The problems with prediction are chaotic systems driven by non-linearity, the unpredictability of people, and the fact that interactions among people often makes the future more, rather than less, tricky to predict. But not all predictions are hopeless; the weather in some parts of the world is unpredictable, but it’s easy to predict that Arizona in August will be hot and dry. It is difficult to foresee the future shape of our digital world, but Moore’s Law has been with us for five decades, and I Hereby Predict that the computer chips of the future will be smaller and faster than those of today. Chaotic systems are ubiquitous, but not everything is chaotic. Distinguishing one from the other would be helpful, and although prediction is the subject of the book, Gardner does little to spell out exactly what kind of predictions he is talking about. He focuses on big economic, ecological, and political predictions, but is not clear about how broad a net he is casting. And while he spends much of his time skewering hedgehogs, it seems to me that there were many foxes who did not see the financial crisis coming as well.
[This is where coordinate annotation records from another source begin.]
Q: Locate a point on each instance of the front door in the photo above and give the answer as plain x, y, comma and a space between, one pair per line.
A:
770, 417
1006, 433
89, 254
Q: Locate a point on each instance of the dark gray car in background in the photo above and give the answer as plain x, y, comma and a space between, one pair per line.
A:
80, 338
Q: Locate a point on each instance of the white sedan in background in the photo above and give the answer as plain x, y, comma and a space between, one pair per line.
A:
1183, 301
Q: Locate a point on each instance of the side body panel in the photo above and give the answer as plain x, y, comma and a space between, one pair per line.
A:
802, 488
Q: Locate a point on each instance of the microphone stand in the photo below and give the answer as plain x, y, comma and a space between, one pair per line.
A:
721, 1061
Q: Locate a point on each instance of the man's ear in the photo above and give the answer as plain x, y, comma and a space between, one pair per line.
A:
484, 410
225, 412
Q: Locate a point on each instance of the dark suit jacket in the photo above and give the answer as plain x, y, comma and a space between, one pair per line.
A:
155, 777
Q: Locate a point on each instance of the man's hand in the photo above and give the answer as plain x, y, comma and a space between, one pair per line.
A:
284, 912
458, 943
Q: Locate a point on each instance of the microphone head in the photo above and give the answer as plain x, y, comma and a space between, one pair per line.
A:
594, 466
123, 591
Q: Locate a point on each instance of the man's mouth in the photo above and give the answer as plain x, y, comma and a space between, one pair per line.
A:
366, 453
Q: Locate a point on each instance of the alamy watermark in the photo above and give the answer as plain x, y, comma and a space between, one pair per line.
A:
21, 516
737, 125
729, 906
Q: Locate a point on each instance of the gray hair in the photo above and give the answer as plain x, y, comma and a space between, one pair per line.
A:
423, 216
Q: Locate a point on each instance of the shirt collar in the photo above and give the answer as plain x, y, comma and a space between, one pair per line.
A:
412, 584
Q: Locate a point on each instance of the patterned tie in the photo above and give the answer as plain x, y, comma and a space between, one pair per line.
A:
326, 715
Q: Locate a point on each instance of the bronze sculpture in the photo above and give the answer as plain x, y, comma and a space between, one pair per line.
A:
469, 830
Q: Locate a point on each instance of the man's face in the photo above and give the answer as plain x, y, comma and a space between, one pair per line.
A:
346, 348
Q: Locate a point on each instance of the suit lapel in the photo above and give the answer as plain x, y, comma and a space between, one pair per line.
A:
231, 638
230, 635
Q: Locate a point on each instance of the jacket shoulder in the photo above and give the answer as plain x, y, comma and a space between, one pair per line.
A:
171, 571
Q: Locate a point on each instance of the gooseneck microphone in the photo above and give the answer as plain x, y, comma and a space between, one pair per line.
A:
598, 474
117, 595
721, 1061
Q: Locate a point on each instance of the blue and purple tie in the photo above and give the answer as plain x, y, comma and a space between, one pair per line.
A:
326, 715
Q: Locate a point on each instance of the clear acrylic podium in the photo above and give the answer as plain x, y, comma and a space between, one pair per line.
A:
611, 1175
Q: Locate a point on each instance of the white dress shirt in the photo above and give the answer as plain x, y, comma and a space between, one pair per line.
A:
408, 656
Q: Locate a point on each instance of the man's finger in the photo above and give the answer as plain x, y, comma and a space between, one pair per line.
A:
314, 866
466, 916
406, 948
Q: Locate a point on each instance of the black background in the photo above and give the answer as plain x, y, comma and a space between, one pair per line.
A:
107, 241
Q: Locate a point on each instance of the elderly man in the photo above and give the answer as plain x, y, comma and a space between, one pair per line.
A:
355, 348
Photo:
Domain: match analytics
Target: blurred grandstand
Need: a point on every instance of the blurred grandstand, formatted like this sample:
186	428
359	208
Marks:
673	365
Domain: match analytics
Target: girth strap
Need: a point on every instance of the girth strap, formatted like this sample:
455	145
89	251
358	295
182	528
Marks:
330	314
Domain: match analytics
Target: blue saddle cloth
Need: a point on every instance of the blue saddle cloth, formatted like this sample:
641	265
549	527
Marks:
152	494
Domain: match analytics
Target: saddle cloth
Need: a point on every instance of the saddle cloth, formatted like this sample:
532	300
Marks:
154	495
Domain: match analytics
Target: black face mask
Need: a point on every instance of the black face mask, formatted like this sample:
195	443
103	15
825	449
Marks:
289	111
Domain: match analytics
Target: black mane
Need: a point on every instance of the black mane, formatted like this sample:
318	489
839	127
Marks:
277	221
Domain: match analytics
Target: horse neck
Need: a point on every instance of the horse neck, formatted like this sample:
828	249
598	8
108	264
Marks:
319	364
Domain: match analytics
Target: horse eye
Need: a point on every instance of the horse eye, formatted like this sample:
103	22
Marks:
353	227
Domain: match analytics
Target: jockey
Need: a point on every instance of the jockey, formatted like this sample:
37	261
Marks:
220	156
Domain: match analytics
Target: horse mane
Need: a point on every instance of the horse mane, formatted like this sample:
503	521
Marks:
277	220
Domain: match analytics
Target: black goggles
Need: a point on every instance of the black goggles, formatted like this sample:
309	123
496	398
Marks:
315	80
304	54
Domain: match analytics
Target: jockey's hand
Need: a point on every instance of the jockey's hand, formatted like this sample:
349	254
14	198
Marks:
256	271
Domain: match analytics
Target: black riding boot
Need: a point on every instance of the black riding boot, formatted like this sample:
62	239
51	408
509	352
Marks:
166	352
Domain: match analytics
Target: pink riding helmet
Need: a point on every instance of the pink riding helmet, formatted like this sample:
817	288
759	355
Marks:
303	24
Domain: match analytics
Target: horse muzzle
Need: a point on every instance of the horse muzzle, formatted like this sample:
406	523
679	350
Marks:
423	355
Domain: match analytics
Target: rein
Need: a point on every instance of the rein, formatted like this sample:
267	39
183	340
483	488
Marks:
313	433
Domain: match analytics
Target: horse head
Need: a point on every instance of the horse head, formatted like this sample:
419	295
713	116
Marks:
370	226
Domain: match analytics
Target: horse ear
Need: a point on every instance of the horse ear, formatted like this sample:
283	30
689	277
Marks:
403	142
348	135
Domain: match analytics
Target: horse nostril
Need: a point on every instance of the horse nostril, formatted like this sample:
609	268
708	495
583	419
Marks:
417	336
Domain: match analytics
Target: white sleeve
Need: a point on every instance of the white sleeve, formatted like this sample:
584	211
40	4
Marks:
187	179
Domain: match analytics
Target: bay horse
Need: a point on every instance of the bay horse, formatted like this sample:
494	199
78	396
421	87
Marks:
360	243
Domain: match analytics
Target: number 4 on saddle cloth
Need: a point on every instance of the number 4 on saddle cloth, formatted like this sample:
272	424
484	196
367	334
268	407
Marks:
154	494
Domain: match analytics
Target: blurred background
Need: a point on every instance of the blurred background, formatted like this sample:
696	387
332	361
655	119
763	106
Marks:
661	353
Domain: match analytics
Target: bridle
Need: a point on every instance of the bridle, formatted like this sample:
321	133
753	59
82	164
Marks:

And there is a contradiction at the heart of the book. Dan Gardner has written a simple, clean and confident argument to warn us against simple, clean and confident arguments. He tells us stories to warn us of the dangers of placing too much faith in stories. He gives us a book with one big idea (“Why Expert Predictions Fail and Why We Believe Them Anyway”), which is that big ideas are the most likely to be wrong. Perhaps the book needs to be written this way - part of his message, after all, is that everyone loves hedgehogs - but surely the contradictions deserve to be addressed?

While some predictions are disinterested forecasts of the future, many are made because we want to take actions that affect that future, and want to choose the right action: if we do this, then we can bring about that. Gardner quotes Kenneth Arrow at the beginning of his final chapter: “The Commanding General is well aware the forecasts are no good. However, he needs them for planning purposes.”(p237) But he does not really engage with the question of how to make decisions in the absence of reliable forecasts beyond general exhortations to caution and humility. These are fine so far as they go, but they do not take us very far. What are we supposed to do about the continued success of unreliable “hedgehogs”?

Take my job. I work for a software company as something called a product manager, and one of the things product managers do is argue for new products, new product directions and new features. So I’m trying to influence decisions the company makes and using predictions to do it, while others are arguing for alternative courses. And many of those predictions, mine and theirs, are Future Babble. So what do I do? Do I take the tactical route of arguing over-confidently, hedgehog like, for my position - essentially lying about my confidence in my predictions? Or do I act like a fox and look on as the decisions inevitably follow the suggestions of more charismatic presenters? If what I want is for my ideas to be taken on board, then I guess I should put my scruples to one side and become a hedgehog. But that’s not really what I want: what I really want is for the right decision to be taken, and sometimes that’s not going to be the one I am arguing for. I was hoping for inspiration and insight into these concrete issues around my daily work, but found nothing.

I enjoyed much of Future Babble, but in the end found it too limited to warrant recommendation. So I went on to the next book - Tim Harford’s_Adapt_ - in search of answers. Next post, I’ll tell you whether I found them.

1 Is it just me, or is the standard interpretation of the classic Milgram electric shock experiment all wrong? Participants followed instructions to administer “shocks”, judging that the authority figure in the white coat would not tell them to do something harmful without good reason, even though it looked like the subject was feeling pain. And… the participants were 100% right to trust their judgement. The subject was not feeling pain, and the authority figure was not instructing the participant to do something terrible. Why is this anything other than a story of good judgement on the part of the participants?